Federal Judge Sides With Trump, Allows More Time to File Motions

Federal Judge Sides With Trump, Allows More Time to File Motions
Former President Donald Trump speaks during a campaign event in Rome, Ga., on March 9, 2024. (Elijah Nouvelage/AFP via Getty Images)

The federal judge overseeing the Trump classified documents case handed defense lawyers a win on Monday, allowing a 10-day extension to file motions.

In a paperless order on Monday, U.S. District Judge Aileen Cannon granted former President Donald Trump a 10-day extension, meaning that he shall file a reply to their pretrial motions by March 24. His lawyers had made the request this week, arguing that they are preparing for a separate criminal trial in New York over state charges that he allegedly falsified business records at the end of the 2016 election.

The former president’s attorneys wrote that both President Trump and his attorneys “are currently preparing for a trial in New York, New York that is scheduled to begin on March 25, 2024, and the need to simultaneously devote attention to that case.

“This matter has been necessitated in part by the discovery violations and strategic scheduling demands of the Special Counsel’s Office that have prejudiced President Trump in multiple respects,” they added.

The lawyers also asked Judge Cannon to grant them more time to prepare for a hearing in the documents case in order to file materials to support multiple previous trial objections.
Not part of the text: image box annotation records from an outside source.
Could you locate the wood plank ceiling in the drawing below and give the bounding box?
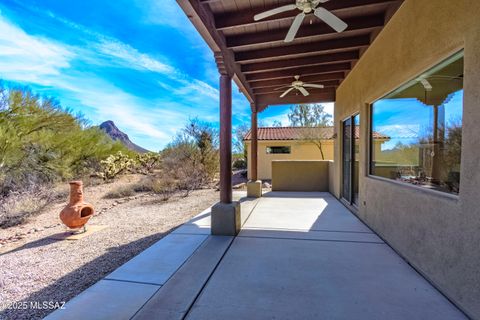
[177,0,403,110]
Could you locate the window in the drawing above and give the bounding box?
[267,147,291,154]
[370,52,463,194]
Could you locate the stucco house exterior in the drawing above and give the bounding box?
[244,126,389,180]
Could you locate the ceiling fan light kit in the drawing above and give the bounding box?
[253,0,348,42]
[275,76,324,98]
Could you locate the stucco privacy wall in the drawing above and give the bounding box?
[334,0,480,319]
[272,160,330,192]
[246,140,333,180]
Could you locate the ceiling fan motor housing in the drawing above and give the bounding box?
[296,0,315,13]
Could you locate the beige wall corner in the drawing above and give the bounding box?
[247,180,262,198]
[211,201,241,236]
[272,160,329,192]
[334,0,480,319]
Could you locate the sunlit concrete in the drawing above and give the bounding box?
[46,192,466,320]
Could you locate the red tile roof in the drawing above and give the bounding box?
[243,126,390,140]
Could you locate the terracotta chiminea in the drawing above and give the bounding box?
[60,181,95,229]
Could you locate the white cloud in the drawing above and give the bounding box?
[0,16,75,85]
[93,37,176,74]
[0,13,225,150]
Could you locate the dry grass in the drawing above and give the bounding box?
[104,184,137,199]
[0,187,68,228]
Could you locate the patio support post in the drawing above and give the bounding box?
[220,74,232,203]
[247,103,262,198]
[211,53,240,236]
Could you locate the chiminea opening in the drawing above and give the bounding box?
[80,207,93,218]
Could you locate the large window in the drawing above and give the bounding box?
[370,52,463,194]
[267,147,292,154]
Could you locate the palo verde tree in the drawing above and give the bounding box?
[288,104,332,160]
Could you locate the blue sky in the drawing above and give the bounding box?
[0,0,333,150]
[373,90,463,150]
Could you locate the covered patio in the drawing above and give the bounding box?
[171,0,403,236]
[43,0,473,319]
[47,192,465,320]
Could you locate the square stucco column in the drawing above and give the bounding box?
[247,104,262,198]
[211,53,241,236]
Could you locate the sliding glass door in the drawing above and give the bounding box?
[342,114,360,205]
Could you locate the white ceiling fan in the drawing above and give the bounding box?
[253,0,348,42]
[275,76,324,98]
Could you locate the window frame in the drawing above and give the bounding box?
[366,47,465,201]
[265,146,292,155]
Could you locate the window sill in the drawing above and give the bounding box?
[366,174,460,202]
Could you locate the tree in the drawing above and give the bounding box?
[288,104,332,127]
[288,104,332,160]
[0,88,129,195]
[272,120,283,128]
[233,123,250,161]
[183,118,219,177]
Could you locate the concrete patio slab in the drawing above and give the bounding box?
[44,280,160,320]
[187,237,465,320]
[49,192,466,320]
[133,236,233,320]
[239,229,383,243]
[244,192,372,233]
[105,234,208,285]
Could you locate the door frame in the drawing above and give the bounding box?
[340,112,360,208]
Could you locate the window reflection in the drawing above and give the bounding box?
[370,54,463,194]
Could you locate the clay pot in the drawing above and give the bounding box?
[60,181,95,229]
And, according to the lawyers, President Trump needs to travel to Fort Pierce, Florida, for a hearing in the case and needs more time to prepare.

But Jay Bratt, a Department of Justice (DOJ) official who handles certain counterintelligence matters and works under Mr. Smith, filed an objection to the lawyers’ request hours later, saying that “the fact that the defense must travel to Florida for a hearing on Thursday is not unique to those teams and poses no cause for such delay.”

And Mr. Bratt added that the filing from President Trump’s attorneys on Monday is a last-minute attempt to delay the case.

“The briefing schedule has been in place for months. Only now, on the eve of the reply deadline, does the defense complain that it needs more time—mostly based on circumstances about which they have been aware throughout the pendency of their motions,” the DOJ official wrote Monday.

Trial Date

During a recent court hearing in Florida, federal prosecutors asked Judge Cannon to schedule the Trump documents trial for July, while the former president’s lawyers argued that it should be held off until after the November election. The judge didn’t set a date but appeared to shoot down the July suggestion.

The case had been scheduled to reach trial on May 20, but Judge Cannon signaled months ago that she intended to reconsider that date.

President Trump is facing 40 federal charges for alleged mishandling of sensitive and classified materials that were obtained from his Mar-a-Lago resort in Florida after he left the White House in 2021. Officials have also accused him for obstructing attempts to get them returned to the federal government.

The former president has pleaded not guilty to the charges, saying the charges are an attempt to to interfere in the 2024 election while he is the leading Republican presidential candidate. He also faces charges in New York City, Washington, and Georgia and has pleaded not guilty in those cases.

On March 25, he is scheduled to go to trial over claims that he falsified business records to provide adult film actress Stormy Daniels with “hush money” payments. Prosecutors in New York City allege that his campaign falsified business records to cover up the payments, which President Trump has denied. He also denied having an alleged affair with Ms. Daniels, whose real name is Stephanie Clifford.

Judge Allows Amicus Briefs

Last week, Judge Cannon issued a paperless order to allow two amicus briefs, known as “friend of the court” briefs, to be filed to support President Trump’s case. One was written by a former U.S. attorney general, Edwin Meese, and the other was submitted by a group headed by former Trump adviser Stephen Miller.

“The Court has reviewed the motions and finds that the proposed amici bring to the Court’s attention relevant matter that may be of considerable help to the Court in resolving the cited pretrial motions,” Judge Cannon wrote in her order, referring to the two motions. “The amicus briefs are accepted for Court consideration.”

Mr. Meese’s brief argued that current Attorney General Merrick Garland improperly appointed Mr. Smith to be special counsel in the two cases, arguing that only Congress can appoint such officials.

Those arguments have been rejected by the special counsel in a separate Trump case, while Mr. Garland in 2023 said that he had the constitutional authority to do so.

“Neither Smith nor the position of Special Counsel under which he purportedly acts meets those criteria. He wields tremendous power, answerable to no one,” Mr. Meese and two law professors wrote. “And that is a serious problem for the rule of law—whatever one may think of former President Trump or the conduct Smith challenges in the underlying case.”